Selection and maintenance of the aim is making absolutely clear, precisely what is to be achieved (by whom, when and why) to ensure all concerned remain focused and all associated actions are co-ordinated. The aim must be understood and fully accepted by all involved. All activity must be aimed at achieving and contribute towards achieving the aim and it is important to understand in reality the aim may (will) change as the battle progresses.

Maintenance of morale will be crucial in determining the outcome of combat in the event of all things being equal, ie. when no side has a clear advantage. Irrespective of context and situation – well motivated people with high morale perform better than those without. Good morale can be the difference between success and failure; morale and motivation are the responsibility of leaders.

Security within any military context is generally obvious; in the business context the principle of security is concerned with managing all the essential risks necessarily taken to achieve an outcome. This includes (say) confidentiality, copyright, financial constraints, succession planning, etc. as much as the more obvious health and safety in operations. Security is as much about facilitating and safeguarding the bold moves which gain competitive advantage as it is about looking after routine business.

Surprise is about gaining advantage by doing the unexpected; it is the deliberate ‘wrong footing’ of the enemy (competition) to bring about his/her demise. Creativity, courage and speed are the key ingredients to surprise and as such need to be nurtured and developed as an organisational attitude. In a business context the ‘enemy’ may be a competitor, a specific situation or set of circumstances.

Offensive action is about proactive, deliberate action aimed at winning through in order to achieve the stated aim – exploiting advantage, opportunity and strength to accomplish the task. Again, this is as much an organisational attitude as anything else. To understand the nature of this principle as a ‘mind set’ consider polar views of defining business success in the current ‘economic climate’ presented in this question. Is success about avoiding failure or achieving stated objectives irrespective of prevailing circumstances? Offensive action is proactively doing what is required to succeed; it is not about accepting mediocrity or avoiding failure.

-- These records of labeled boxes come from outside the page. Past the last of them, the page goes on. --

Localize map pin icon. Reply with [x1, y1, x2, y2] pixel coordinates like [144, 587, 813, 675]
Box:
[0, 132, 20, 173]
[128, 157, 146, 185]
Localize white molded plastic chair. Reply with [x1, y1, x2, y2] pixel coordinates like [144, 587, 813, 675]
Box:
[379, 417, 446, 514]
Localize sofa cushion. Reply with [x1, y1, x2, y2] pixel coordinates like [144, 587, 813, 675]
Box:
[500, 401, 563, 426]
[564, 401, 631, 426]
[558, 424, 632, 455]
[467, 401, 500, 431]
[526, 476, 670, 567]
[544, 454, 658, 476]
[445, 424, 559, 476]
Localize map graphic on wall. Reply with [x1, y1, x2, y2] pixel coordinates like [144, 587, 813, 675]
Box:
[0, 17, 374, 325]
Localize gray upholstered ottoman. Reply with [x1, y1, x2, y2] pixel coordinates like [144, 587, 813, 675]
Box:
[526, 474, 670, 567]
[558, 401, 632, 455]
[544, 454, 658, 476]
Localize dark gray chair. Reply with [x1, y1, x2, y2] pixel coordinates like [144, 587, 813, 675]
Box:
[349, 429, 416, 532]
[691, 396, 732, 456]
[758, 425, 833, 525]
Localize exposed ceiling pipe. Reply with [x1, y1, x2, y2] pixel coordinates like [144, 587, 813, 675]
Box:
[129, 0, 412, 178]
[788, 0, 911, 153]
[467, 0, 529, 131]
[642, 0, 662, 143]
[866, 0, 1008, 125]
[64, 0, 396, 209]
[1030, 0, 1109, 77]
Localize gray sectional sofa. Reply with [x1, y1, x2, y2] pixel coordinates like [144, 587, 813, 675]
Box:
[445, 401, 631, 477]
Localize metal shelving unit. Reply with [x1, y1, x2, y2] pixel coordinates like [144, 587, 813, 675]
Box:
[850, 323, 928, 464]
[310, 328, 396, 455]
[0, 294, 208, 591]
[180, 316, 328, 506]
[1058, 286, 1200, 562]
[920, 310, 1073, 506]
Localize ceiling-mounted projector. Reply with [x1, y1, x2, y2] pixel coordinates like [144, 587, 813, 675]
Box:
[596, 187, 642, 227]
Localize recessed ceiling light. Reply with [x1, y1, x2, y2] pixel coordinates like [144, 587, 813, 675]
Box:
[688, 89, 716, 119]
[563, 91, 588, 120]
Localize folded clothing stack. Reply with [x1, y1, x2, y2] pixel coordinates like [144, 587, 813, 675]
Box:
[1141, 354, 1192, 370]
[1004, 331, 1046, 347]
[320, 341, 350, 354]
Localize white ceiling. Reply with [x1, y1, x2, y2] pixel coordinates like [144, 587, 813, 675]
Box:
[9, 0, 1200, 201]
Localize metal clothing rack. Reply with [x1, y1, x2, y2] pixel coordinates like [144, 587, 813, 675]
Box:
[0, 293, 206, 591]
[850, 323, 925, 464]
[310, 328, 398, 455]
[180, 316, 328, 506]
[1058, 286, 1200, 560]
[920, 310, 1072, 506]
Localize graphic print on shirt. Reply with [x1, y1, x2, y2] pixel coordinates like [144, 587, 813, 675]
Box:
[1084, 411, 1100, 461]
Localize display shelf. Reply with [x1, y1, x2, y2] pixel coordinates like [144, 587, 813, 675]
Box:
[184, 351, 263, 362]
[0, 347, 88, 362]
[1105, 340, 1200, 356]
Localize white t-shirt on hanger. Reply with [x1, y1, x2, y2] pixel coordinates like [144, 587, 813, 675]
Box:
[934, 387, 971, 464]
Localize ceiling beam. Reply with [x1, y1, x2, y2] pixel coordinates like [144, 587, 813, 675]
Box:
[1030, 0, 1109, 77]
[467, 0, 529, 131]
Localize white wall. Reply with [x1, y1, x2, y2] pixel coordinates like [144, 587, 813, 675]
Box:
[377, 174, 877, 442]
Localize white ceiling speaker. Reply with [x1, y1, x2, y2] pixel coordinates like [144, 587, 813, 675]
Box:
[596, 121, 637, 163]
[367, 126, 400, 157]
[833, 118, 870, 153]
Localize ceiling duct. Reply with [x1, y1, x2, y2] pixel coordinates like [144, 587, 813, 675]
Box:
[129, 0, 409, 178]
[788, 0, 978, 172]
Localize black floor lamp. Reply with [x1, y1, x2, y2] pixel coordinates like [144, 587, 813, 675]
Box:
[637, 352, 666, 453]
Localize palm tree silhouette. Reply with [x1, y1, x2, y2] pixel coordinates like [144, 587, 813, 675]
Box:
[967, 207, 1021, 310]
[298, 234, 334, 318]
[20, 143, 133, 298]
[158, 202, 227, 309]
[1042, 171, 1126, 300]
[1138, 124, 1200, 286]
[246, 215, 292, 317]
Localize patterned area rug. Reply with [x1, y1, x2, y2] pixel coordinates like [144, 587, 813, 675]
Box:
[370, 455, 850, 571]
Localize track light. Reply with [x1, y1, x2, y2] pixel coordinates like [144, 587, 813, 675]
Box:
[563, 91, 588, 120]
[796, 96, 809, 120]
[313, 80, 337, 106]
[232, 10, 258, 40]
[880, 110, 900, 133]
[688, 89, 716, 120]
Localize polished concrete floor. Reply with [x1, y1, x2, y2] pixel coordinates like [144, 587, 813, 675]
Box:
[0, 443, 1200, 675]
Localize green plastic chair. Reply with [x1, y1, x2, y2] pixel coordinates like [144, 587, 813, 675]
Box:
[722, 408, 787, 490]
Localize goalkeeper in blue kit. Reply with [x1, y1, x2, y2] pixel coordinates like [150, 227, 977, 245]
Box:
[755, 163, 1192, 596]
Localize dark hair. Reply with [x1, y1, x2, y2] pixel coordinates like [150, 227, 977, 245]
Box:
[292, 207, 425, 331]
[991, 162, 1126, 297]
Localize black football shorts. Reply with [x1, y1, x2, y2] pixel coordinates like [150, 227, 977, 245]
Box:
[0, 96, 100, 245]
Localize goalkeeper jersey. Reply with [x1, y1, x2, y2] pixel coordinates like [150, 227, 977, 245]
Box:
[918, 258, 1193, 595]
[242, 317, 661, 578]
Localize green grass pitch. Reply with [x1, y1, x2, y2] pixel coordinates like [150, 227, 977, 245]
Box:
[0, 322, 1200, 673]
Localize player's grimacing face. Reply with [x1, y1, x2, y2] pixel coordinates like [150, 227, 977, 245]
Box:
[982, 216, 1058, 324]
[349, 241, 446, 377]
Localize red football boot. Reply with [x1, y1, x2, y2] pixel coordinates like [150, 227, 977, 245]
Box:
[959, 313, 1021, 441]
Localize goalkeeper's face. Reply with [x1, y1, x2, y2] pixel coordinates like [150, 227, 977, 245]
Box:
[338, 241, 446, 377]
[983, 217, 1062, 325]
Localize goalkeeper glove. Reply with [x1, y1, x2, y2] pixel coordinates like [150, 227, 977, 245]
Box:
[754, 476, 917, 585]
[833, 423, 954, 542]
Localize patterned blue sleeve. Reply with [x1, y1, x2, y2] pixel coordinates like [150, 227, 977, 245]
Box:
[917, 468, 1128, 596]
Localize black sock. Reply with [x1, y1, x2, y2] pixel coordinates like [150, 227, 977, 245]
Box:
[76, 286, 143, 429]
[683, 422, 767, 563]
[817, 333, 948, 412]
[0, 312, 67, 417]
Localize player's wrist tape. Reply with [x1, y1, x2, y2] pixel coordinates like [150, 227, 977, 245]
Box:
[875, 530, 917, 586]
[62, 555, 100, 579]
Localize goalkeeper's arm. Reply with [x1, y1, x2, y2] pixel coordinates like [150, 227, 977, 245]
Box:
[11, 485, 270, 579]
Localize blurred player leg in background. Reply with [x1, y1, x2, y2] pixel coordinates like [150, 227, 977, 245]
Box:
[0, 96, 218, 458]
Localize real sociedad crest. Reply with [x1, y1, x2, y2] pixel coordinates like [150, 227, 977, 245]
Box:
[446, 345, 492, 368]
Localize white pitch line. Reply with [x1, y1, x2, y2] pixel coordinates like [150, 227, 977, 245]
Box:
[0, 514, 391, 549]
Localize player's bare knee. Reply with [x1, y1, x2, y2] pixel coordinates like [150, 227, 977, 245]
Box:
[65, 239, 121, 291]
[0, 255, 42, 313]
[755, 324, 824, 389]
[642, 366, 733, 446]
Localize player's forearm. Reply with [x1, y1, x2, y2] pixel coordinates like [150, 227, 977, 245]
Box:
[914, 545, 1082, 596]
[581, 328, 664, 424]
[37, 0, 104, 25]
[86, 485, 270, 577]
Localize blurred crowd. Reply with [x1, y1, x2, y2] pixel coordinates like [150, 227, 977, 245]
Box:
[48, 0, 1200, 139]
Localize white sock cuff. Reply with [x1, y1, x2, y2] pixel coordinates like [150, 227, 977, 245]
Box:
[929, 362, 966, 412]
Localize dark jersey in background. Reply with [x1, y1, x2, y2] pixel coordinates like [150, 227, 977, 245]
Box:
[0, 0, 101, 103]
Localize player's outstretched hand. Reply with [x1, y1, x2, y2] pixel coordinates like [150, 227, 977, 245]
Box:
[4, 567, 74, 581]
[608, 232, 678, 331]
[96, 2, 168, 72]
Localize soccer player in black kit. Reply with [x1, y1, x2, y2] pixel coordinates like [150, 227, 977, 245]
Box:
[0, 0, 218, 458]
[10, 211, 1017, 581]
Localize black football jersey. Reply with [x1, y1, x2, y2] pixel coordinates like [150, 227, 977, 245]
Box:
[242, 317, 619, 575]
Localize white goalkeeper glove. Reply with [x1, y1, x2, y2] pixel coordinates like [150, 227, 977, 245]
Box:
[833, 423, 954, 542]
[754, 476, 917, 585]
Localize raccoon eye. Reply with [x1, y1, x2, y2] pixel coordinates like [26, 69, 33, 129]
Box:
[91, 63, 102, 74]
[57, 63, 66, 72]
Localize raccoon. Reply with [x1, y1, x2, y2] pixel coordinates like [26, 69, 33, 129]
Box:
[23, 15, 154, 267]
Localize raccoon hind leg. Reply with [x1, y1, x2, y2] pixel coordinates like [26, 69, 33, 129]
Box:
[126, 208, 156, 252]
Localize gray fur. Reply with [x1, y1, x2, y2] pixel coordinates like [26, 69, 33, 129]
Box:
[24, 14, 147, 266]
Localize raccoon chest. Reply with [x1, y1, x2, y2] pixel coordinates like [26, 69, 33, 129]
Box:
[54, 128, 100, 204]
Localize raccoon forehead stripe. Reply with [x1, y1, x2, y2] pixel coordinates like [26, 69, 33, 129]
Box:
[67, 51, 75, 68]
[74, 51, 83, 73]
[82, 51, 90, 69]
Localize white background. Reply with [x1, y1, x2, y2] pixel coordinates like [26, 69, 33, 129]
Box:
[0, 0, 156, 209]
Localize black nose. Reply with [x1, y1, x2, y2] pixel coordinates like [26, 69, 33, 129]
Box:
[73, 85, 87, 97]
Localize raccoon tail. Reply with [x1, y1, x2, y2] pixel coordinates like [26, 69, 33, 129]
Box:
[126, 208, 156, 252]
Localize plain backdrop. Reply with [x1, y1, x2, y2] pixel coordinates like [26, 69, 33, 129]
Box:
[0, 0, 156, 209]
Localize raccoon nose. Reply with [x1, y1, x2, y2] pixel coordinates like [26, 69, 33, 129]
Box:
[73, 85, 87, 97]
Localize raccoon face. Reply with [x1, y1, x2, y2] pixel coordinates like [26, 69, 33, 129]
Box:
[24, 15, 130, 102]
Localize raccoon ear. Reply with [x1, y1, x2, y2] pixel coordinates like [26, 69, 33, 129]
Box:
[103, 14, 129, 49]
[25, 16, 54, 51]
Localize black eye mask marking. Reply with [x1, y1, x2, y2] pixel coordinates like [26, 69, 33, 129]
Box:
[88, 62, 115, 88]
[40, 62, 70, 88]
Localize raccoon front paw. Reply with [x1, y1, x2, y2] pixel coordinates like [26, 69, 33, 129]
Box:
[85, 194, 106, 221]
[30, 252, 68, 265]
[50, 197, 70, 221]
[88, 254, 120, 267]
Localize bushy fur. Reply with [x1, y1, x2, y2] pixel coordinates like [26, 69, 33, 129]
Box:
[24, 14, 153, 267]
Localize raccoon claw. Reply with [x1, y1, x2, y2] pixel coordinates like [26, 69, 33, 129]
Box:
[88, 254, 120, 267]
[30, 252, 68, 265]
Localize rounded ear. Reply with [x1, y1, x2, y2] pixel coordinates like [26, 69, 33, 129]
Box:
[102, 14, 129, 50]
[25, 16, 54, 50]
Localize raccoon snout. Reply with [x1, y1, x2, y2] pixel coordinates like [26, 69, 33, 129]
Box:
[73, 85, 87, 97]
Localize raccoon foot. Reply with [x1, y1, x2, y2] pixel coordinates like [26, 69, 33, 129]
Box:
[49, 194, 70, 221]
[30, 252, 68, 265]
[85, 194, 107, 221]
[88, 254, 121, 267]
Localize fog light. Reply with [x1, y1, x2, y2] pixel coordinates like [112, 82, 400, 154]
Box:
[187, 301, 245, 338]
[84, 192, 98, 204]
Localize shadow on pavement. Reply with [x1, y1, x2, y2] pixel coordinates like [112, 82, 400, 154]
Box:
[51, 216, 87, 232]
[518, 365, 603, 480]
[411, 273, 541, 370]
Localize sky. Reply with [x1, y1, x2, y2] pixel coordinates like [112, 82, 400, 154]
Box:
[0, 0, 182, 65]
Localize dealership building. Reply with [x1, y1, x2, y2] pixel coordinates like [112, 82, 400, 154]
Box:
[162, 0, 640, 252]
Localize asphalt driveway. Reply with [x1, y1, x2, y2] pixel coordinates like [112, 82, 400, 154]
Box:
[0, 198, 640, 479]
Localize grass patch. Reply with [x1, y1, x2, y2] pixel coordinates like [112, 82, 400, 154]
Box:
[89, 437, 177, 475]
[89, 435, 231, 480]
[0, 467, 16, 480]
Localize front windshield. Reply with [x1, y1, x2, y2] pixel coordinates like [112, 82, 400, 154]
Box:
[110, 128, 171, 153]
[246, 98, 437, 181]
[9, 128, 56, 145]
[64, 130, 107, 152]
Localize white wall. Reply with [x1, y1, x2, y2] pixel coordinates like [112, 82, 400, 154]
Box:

Concentration of force is about applying decisive force and effort at the most decisive place and time to secure victory in battle as no army can be the best at everything all the time. In the business world this principle is about achieving the right effect in the right location to ensure the desired outcome; for example (say) timing and targeting of investment to yield the best possible return. Rarely, if ever, will the opportunity of the right force being present at the right time in the right place present itself; concentration of force is a managed deliberate act of choice.

Economy of effort is self evident; it is about efficiency in all you undertake. Essentially, it is concerned with understanding the nature and effect of attrition on the conduct of enduring campaigns. It is about shrewd decision making, careful preparation and squeezing all you can from your resources and assets in order to retain sufficient reserves to deal with contingencies and exploit opportunities as they arise. In business this is about (say) spending as little as possible on those items which do not contribute directly to the main aim in order to direct revenue where it will be more effective in achieving the aim. This is not to be confused with ‘cost cutting’.

Flexibility, attitudinal and organisational flexibility, is required to be able to recognise when change is necessary and to change when needed. This requires strength of character and moral courage to change or modify a plan or course of action when the existing one is doomed to failure. The military maxim ‘no plan survives contact with the enemy unchanged’ is borne from hard earned experience, and understanding where the fine line lies between dogged determination to succeed and sheer ‘bloody minded’ dogma leading to failure.

Co-operation is about ensuring unity of effort to achieve a shared outcome and accessing the combined attributes of diversity. The challenge is to overcome inherent disposition to favour a single perspective or approach and inevitably necessitates compromise between those involved. In an organisation, co-operation is concerned with both interpersonal actions and interdepartmental activities. There is very little to no room for significant individual, personal gain in an organisation if achieving organisational aims has primacy.

Sustainability is about ensuring longevity of both operations and effect and, as such, is primarily to do with long term logistical support to the enduring operation in a military context. For example, having the resources and support mechanism in place to ensure the commander can deliver (say) a defined number of missiles at a given rate throughout the expected duration of the battle and beyond. The business parallels are relatively easy to draw; for example, the supply chain is in place and has sufficient funding allocated to ensure enough pressings of the right type arrive at the factory every day for the expected duration of a production run. Sustainability requires dedicated and often ‘inglorious’ work, detailed analysis and application to task which require attributes and skills difficult to find and attract in business.

There is no order of precedence in applying the above principles after the first, selection and maintenance of the aim. The key is all are applied in order to avoid otherwise inevitable failure. Success also involves and requires the presence of other factors and circumstances – not least of which is an element of good fortune (or luck).